Rappelons qu'en emboîtant les pas de Winston Churchill 70 ans auparavant, Jean-Claude Junker, le président de la Commission européenne, tiendra dans cette ville du bord de la Limmat un discours très attendu par le gouvernement suisse qui voudra y interpréter comment l'Union européenne réagit aux dernières propositions de la Commission parlementaire suisse, pour appliquer l'initiative «Contre l'immigration de masse».

Immigration centrale aux prouesses économiques suisses

Credit Suisse, comme d'autres établissements, a aussi revu à la hausse sa prévision de croissance pour l'économie suisse, en l'occurrence de 1% à 1,5% pour 2016.

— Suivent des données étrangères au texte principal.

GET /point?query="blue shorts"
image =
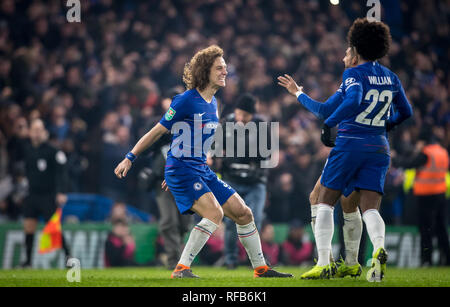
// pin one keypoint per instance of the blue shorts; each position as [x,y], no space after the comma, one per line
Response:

Mais, a argumenté l'économiste en chef du deuxième plus important groupe bancaire suisse, «il ne sera possible de renouer avec une forte croissance économique en Suisse que de deux manières: soit par un redressement plus vigoureux de la productivité, soit par une augmentation de la population active, et cette dernière est fortement affectée par la mise en œuvre de l'initiative contre l'immigration de masse, étant donné que l'immigration contribue actuellement à la croissance démographique suisse à hauteur de plus de 80%».

Espoirs douchés

Et c'est ici, chiffres à l'appui, que Credit Suisse a démonté l'argument souvent employé selon lequel un ralentissement de la population active suisse, suite à une application restrictive de l'initiative «Contre l'immigration de masse», pouvait être compensé soit par une augmentation du nombre de femmes au travail, soit par une prolongation de l'emploi de personnes s'approchant ou ayant atteint l'âge légal de la retraite (et plus récemment par l'idée zurichoise d'une meilleure cartographie de l'offre et de la demande locale).

Dans le cas où l'initiative «Contre l'immigration de masse» devait être appliquée de façon très restrictive, avec des contingents, des plafonds et un solde migratoire autour de 20'000 à 30'000 personnes arrivant par année en Suisse, et bien les femmes devraient autant travailler que les hommes, «ce qui semble très difficile à atteindre dans le contexte juridique et d'aides financières actuels aux familles», a commenté Olivier Adler.

Il en est de même en ce qui concerne la prolongation du travail des personnes proches de la retraite. Ici, les deux tiers des hommes âgés de 60 à 74 devraient travailler pour compenser la perte de population active générée par une immigration trop faible, et 42% des femmes (contre respectivement 41% et 27% actuellement) devraient en faire de même.

Meilleure solution: ne rien faire

Par contre, une compensation de la perte de population active due à une immigration qui coïnciderait avec le solde migratoire en baisse des dernières années, à près de 60'000 à 50'000 personnes en plus par année en Suisse (suite à une reprise conjoncturelle en Europe), exigerait un besoin supplémentaire de femmes et de séniors moins importants et plus réaliste à atteindre, a poursuivit Credit Suisse.